Alexander Vinnik, 43, the Russian co-founder of bitcoin exchange BTC-e, was arrested in Greece in 2017 on U.S. money-laundering charges and later extradited. He is facing U.S. money-laundering charges and allegedly laundered more than $4 billion of criminal proceeds via BTC-e. Vinnik pleaded not guilty and could be included in a prisoner exchange between the U.S. and Russia that could free detained Wall Street Journal reporter Evan Gershkovich.
Evan Gershkovich was detained in Russia on espionage charges, which both The WSJ and the U.S. government strongly deny. Another U.S. national, Paul Whelan, a corporate-security executive, and former U.S. Marine, has been held since 2018 and was convicted of espionage in 2020 in a trial dismissed by the U.S. as a sham. The U.S. considers both individuals to be wrongfully detained.
Observers in the U.S. see the possibility of head-for-head trades with Russia as the most likely way for these Americans to return home. The theory is supported by previous high-profile deals, such as the release of women’s basketball star Brittney Griner after nearly 10 months of detention on drug charges.

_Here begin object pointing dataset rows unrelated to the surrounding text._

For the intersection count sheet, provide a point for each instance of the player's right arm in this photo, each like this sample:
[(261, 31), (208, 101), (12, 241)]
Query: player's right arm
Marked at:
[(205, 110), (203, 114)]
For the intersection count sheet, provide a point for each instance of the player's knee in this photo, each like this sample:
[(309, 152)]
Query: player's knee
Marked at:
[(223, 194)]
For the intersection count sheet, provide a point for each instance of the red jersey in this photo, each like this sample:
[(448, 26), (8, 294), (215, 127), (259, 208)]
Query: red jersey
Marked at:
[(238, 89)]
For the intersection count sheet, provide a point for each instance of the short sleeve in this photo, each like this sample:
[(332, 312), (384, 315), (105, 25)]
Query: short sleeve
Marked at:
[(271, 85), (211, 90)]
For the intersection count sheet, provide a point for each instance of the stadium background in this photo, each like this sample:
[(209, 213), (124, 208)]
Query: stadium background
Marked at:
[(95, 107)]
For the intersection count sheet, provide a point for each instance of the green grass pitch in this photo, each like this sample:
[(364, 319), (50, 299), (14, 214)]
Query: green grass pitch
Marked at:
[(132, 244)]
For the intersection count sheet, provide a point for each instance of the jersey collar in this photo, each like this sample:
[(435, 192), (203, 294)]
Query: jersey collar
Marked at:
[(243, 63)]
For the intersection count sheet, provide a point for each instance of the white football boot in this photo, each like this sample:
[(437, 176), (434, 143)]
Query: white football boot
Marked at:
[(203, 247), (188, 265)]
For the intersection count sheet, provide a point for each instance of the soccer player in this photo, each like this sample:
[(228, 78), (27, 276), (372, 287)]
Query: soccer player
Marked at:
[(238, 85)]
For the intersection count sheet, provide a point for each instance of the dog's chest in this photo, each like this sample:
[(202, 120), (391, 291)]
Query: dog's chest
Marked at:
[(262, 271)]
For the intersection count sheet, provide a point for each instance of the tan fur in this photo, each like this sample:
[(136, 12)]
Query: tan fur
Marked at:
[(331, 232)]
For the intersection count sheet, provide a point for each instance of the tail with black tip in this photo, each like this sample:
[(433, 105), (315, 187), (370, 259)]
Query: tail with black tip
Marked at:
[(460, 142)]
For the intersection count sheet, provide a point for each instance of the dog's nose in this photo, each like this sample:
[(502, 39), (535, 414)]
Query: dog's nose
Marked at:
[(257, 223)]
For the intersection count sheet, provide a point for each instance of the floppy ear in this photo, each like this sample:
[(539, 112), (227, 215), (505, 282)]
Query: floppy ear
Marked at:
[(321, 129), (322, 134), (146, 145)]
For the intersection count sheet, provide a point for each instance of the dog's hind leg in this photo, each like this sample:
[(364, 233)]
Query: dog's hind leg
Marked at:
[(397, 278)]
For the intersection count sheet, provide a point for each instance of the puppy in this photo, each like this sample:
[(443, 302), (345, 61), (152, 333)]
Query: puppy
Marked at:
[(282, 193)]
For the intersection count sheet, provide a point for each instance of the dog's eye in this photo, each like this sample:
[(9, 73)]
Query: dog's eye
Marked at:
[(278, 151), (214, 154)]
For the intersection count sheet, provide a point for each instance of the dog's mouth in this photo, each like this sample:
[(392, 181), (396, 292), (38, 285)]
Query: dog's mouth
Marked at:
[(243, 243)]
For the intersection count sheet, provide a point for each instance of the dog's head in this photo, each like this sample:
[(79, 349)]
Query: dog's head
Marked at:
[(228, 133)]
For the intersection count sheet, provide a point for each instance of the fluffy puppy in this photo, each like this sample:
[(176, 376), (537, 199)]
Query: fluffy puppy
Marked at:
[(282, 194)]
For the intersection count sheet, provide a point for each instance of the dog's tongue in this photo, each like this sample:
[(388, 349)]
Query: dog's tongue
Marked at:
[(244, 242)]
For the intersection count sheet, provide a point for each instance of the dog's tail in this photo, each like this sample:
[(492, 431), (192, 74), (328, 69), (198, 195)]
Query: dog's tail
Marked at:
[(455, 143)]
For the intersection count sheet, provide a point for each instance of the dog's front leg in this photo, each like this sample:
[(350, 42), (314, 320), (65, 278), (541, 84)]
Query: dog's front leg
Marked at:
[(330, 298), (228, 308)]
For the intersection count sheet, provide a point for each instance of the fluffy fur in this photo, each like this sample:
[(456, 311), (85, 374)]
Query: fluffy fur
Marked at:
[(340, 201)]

Alexander Vinnik‘s lawyer recently filed court documents in California, expressing the intention to modify a protective order in Vinnik’s case. The goal is to advocate more openly for Vinnik’s trading potential and push for his inclusion in a prisoner swap. The lawyer argues that public campaigning is crucial to maximizing the chances of such an exchange.
According to the U.S. indictment, BTC-e operated without proper registration as a money services business with the U.S. Department of Treasury. The indictment further alleges that the exchange lacked anti-money laundering processes, appropriate “know your customer” (KYC) verification systems, and an anti-money laundering program, all required by federal law.
The indictment claims that Alexander Vinnik, the co-founder of BTC-e, ran a profitable money-laundering operation through the exchange and allegedly facilitated activities such as ransomware extortions, identity theft schemes, and narcotics distribution.